Pour ce qui est de l'art. 75 RPGA, on peut admettre

que la municipalité est restée dans le cadre de son pouvoir d'appréciation dans

l'interprétation du règlement communal en considérant qu'une salle de bain

n'était pas une "pièce", au sens de cette disposition, devant avoir

une hauteur minimale de 2,40 m sur la moitié de sa surface. Il y a lieu de

rappeler sur ce point que, selon la jurisprudence, lorsqu'en réponse à une

demande d'autorisation de construire l'autorité communale interprète son

règlement en matière de construction et apprécie les circonstances locales,

elle bénéfice d'une liberté d'appréciation particulière, que l'instance

cantonale de recours contrôle avec retenue (cf. art. 3 al. 2 LAT; TF

1C_639/2018, 1C_641/2018 du 23 septembre 2019 consid. 3.1.3).

c) Vu ce qui précède, le grief relatif au respect

des art. 75 RPGA et 27 RLATC doit également être écarté.

7. En

relation avec les nuisances sonores qui seront induites par le parking

souterrain, les recourants C.________ et D.________ invoquent une violation du

principe de la prévention. Ils soutiennent que le parking devrait être placé à

un autre endroit que sous les fenêtres des habitations, notamment celles sises

sur la parcelle voisine n° 87, respectivement que la porte du garage devrait

être placée au bas de la rampe d'accès au garage plutôt qu'au haut de cette

rampe.

a) Le bruit constitue une atteinte au sens de l'art.

1 al. 1 de la loi fédérale du 7 octobre 1983 sur la protection de

l'environnement (LPE; RS 814.01) (art. 7 al. 1 LPE). Le bruit

est dénommé émission au sortir de l'installation et immission au lieu de son

effet (art. 7 al. 2 LPE). L'art. 11 al. 1 LPE prévoit que les

pollutions atmosphériques, le bruit, les vibrations et les rayons doivent être

limités par des mesures prises à la source (limitation des émissions). L'art.

13 al. 1 LPE prévoit que le Conseil fédéral édicte par voie

d'ordonnance des valeurs limites d'immissions applicables à l'évaluation des

atteintes nuisibles ou incommodantes. Pour ce qui est du bruit, ces valeurs

limites d'immissions figurent aux annexes 3 et suivantes de l'ordonnance du 15

décembre 1986 sur la protection contre le bruit (OPB; RS 814.41).
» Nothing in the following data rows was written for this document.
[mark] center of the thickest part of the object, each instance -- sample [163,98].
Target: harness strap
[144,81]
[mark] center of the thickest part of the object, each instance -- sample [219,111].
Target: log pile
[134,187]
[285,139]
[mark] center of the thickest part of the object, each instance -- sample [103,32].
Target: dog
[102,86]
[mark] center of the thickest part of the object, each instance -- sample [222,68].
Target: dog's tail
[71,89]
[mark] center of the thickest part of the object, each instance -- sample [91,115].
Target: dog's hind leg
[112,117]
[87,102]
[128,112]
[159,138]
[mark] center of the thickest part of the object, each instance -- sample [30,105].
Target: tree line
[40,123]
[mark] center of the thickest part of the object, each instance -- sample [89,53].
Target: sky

L'art.

23 LPE prévoit que, aux fins d'assurer la protection contre le bruit

causé par de nouvelles installations fixes et en vue de la planification de

nouvelles zones à bâtir, le Conseil fédéral établit des valeurs limites de

planification inférieures aux valeurs limites d'immissions.
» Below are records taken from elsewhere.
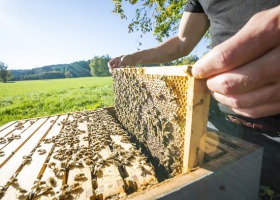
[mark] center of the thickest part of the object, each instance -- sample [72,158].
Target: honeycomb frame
[166,110]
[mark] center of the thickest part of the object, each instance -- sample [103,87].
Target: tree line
[95,67]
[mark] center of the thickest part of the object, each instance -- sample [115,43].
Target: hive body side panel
[196,123]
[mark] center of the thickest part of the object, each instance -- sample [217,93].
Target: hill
[75,69]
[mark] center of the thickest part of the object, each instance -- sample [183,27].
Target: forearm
[170,50]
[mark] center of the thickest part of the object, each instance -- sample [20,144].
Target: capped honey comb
[153,109]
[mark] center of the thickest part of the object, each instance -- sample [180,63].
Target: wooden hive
[166,110]
[96,155]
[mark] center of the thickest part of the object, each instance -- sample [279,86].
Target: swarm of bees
[153,108]
[74,148]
En vertu de l'art. 25 LPE (ou

de l'art. 7 OPB qui a une portée identique), il faut en principe assurer, pour

le bruit provenant d'une installation fixe nouvelle, le respect dans le

voisinage des valeurs de planification; l'autorité qui délivre l'autorisation

peut exiger un pronostic de bruit. Les émissions de bruit (au sortir de

l'installation: art. 7 al. 2 LPE) doivent en outre être limitées par des

mesures préventives en tant que cela est réalisable sur le plan de la technique

et de l'exploitation et économiquement supportable (art. 11 al. 2 LPE et

7 al. 1 let. a OPB). La protection contre le bruit est en effet assurée par

l'application cumulative des valeurs de planification et du principe de la

limitation préventive des émissions (cf. ATF 141 II 476 consid. 3.2 et les réf.

cit.; voir aussi arrêt du TF 1C_161/2015 du 22 décembre 2015 consid. 2). Dès

lors que les valeurs de planification ne constituent pas des valeurs limites

d'émissions au sens de l'art. 12 al. 1 let. a LPE, leur respect ne

signifie pas à lui seul que toutes les mesures de limitation imposées par le

principe de prévention des émissions aient été prises et que le projet en cause

satisfasse à la législation sur la protection sur l'environnement; il faut bien

davantage examiner chaque cas d'espèce à la lumière des critères définis par

les art. 11 al. 2 LPE et 7 al. 1 let. a OPB pour déterminer si le

principe de prévention exige une limitation supplémentaire des émissions (cf.

ATF 141 II 476 consid. 3.2). Conformément à la jurisprudence, si les valeurs de

planification sont respectées, les limitations plus sévères des émissions ne

sont cependant considérées comme proportionnées que si un investissement

relativement faible permet d'obtenir une réduction supplémentaire substantielle

des émissions (cf. arrêt du TF 1C_10/2011 du 28 septembre 2011, in

DEP 2012 p. 19; arrêt AC.2016.0004 du 7 décembre 2016 consid. 2d/aa).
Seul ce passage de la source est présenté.